Column encoding convention

VEST encodes election metadata into column names using a compact format:

{stage}{YY}{office}{party}{surname}
ComponentValuesExamples
StageG (general), P (primary), R (runoff)G
YearTwo-digit year20, 19, 15
OfficePRE (President), USS (US Senate), USH (US House), GOV (Governor), SOS (Sec. of State), AG (Attorney General), LTG (Lt. Governor)PRE
PartyR (Republican), D (Democrat), L (Libertarian), G (Green), O (Other)R
SurnameAbbreviated (typically 3 chars)TRU, BID

Decoded examples

ColumnStageYearOfficePartyCandidate
G20PRERTRUGeneral2020PresidentRepublicanTrump
G20PREDBIDGeneral2020PresidentDemocratBiden
G19GOVDBEDGeneral2019GovernorDemocratBeshear (KY)
G15GOVDEDWGeneral2015GovernorDemocratEdwards (LA)
G18GOVDABOGeneral2018GovernorDemocratAbrams (GA)

Attribute table structure

The .dbf file contains both geographic identifiers and vote count columns:

Column patternDescription
STATEFP202-digit state FIPS code
COUNTYFP203-digit county FIPS code
VTDST20Voting tabulation district (precinct) code
NAME20Human-readable precinct name
ALAND20Land area in square meters
AWATER20Water area in square meters
G20PRE*Vote count columns (one per candidate)

Vote values are raw integer counts. Each row is one precinct.

dBASE column name truncation

The .dbf format (dBASE III) limits column names to 10 characters. This truncation creates ambiguity:

  • G20USSRPER could be Perdue or Perry
  • G20USHDWIL could be Williams, Wilson, or Wilkins

VEST documentation files (included in each ZIP) provide a column-to-candidate mapping. These must be consulted to resolve truncated names.

Coverage in our pipeline

StateYearElection typeRaces
KY2019Governor, AG, SOS, state legislatureState-level only
LA2015, 2019Governor, state legislatureState-level only
MS2019Governor, AG, state legislatureState-level only
VA2015, 2019Governor, state legislatureState-level only

These four states hold odd-year elections, which MEDSL has on Dataverse but which we have not yet loaded from that source. VEST fills the gap for state-level races in these cycles.

Limitations

No local races. VEST encodes statewide and federal contests only. County commissioner, school board, sheriff, and other local offices are not present. For local race coverage, use MEDSL or state-specific sources.
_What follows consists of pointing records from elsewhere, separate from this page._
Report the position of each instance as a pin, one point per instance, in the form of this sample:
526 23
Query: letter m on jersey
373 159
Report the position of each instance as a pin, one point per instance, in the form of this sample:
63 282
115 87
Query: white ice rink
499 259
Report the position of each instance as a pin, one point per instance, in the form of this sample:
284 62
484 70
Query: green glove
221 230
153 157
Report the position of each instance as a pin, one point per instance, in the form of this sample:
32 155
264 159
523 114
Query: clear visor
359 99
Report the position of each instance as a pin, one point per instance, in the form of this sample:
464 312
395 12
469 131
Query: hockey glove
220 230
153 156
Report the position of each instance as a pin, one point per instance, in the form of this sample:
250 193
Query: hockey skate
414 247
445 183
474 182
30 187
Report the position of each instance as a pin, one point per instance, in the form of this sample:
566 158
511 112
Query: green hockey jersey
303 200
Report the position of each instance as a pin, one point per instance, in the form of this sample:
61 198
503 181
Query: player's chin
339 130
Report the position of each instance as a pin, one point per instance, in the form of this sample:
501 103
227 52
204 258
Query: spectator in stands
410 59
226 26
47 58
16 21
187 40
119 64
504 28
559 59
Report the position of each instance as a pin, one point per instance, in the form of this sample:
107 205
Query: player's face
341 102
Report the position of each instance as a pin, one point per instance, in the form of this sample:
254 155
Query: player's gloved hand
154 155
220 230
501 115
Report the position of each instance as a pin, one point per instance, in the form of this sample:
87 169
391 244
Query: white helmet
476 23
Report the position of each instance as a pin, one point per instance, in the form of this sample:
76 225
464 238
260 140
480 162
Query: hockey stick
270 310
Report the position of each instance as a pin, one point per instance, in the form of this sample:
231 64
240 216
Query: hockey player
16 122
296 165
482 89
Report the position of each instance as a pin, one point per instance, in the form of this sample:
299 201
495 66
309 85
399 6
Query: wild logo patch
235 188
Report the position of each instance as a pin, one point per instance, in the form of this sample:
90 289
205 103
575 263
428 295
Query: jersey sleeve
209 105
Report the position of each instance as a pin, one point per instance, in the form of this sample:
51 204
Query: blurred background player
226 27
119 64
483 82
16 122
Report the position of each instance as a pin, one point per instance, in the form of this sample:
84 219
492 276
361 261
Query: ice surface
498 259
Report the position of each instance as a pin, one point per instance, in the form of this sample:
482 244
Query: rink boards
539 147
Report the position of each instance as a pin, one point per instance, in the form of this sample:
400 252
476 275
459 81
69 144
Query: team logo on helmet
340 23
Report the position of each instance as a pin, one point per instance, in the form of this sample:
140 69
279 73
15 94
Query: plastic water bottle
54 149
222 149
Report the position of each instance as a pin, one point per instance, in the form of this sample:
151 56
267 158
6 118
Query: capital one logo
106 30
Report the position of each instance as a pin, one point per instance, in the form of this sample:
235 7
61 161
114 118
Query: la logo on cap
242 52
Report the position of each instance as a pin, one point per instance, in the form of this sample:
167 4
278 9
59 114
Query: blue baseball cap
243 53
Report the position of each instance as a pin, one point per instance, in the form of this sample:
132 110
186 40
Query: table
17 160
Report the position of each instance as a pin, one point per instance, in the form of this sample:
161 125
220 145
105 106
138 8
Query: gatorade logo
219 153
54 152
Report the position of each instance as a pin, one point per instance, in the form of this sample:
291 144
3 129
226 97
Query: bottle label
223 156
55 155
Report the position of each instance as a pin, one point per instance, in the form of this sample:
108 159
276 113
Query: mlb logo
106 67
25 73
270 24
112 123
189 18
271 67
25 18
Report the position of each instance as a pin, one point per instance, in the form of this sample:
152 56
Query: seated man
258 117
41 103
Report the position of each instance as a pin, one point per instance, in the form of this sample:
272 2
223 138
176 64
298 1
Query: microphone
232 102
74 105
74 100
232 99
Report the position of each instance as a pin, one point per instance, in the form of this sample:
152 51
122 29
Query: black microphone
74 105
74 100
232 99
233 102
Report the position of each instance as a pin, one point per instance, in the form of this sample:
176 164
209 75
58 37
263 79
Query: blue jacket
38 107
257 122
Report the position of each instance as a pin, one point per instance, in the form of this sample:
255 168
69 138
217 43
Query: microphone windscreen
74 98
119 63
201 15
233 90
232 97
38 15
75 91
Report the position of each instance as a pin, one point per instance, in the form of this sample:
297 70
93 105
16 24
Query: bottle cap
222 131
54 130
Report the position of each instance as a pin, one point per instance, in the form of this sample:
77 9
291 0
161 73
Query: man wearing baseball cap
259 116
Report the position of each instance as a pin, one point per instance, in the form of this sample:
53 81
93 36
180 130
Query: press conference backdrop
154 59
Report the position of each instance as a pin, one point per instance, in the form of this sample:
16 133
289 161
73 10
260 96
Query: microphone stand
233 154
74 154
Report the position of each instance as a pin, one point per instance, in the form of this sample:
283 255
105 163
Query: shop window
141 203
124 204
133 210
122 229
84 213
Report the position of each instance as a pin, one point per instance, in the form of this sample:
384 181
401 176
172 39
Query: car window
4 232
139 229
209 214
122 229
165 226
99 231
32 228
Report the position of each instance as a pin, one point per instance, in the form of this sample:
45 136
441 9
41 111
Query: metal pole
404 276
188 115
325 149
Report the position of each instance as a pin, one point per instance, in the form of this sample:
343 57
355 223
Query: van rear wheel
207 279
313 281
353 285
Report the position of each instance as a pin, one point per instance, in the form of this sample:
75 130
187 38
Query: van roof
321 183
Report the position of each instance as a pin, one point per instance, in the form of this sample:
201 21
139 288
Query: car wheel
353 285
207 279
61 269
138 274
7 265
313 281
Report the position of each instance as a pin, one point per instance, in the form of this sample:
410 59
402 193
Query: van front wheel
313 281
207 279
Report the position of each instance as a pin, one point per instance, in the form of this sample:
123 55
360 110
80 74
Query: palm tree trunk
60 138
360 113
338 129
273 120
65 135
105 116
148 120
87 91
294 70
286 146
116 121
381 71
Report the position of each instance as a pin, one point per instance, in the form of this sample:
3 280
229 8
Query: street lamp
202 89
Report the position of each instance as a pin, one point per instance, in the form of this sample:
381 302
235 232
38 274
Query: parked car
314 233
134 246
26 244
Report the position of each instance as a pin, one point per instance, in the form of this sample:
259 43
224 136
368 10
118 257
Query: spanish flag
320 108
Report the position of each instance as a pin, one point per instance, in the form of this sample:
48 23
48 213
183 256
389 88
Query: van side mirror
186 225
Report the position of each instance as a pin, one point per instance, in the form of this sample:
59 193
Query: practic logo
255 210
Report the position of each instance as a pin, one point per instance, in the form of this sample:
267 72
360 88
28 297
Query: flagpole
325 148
Large file sizes. Individual state shapefiles range from 50 MB to 500+ MB. The geometry data dominates file size; vote counts are a small fraction.

Precinct boundary instability. Redistricting changes precinct boundaries between election cycles. A precinct polygon from 2020 may not correspond to the same geographic area in 2022. Cross-year geographic comparisons require spatial intersection, not ID matching.

Requires spatial tooling. Unlike CSV sources that can be read with any text processor, shapefiles require geopandas (Python) or the shapefile crate (Rust). This adds a dependency that other sources do not.

Usage in the pipeline

VEST data enters at L0 as the raw shapefile ZIP. At L1, the column encoding is decoded to extract year, office, party, and candidate surname. Vote counts are pivoted from wide format (one column per candidate) to long format (one row per candidate per precinct) to match the unified schema.

The geographic boundaries are preserved as sidecar geometry files but are not embedded into the JSONL record stream. They are available for spatial joins and map rendering but are not part of the core election result schema.

Download

VEST datasets are available from the Harvard Dataverse. Each state-year combination has its own DOI. Example for Kentucky 2019:

mkdir -p local-data/sources/vest/ky/2019
curl -L -o local-data/sources/vest/ky/2019/ky_2019.zip \
  "https://dataverse.harvard.edu/api/access/dataset/:persistentId/?persistentId=doi:10.7910/DVN/XXXXXX"
unzip local-data/sources/vest/ky/2019/ky_2019.zip -d local-data/sources/vest/ky/2019/

Consult the VEST precinct data page for current DOIs. File IDs change when datasets are updated.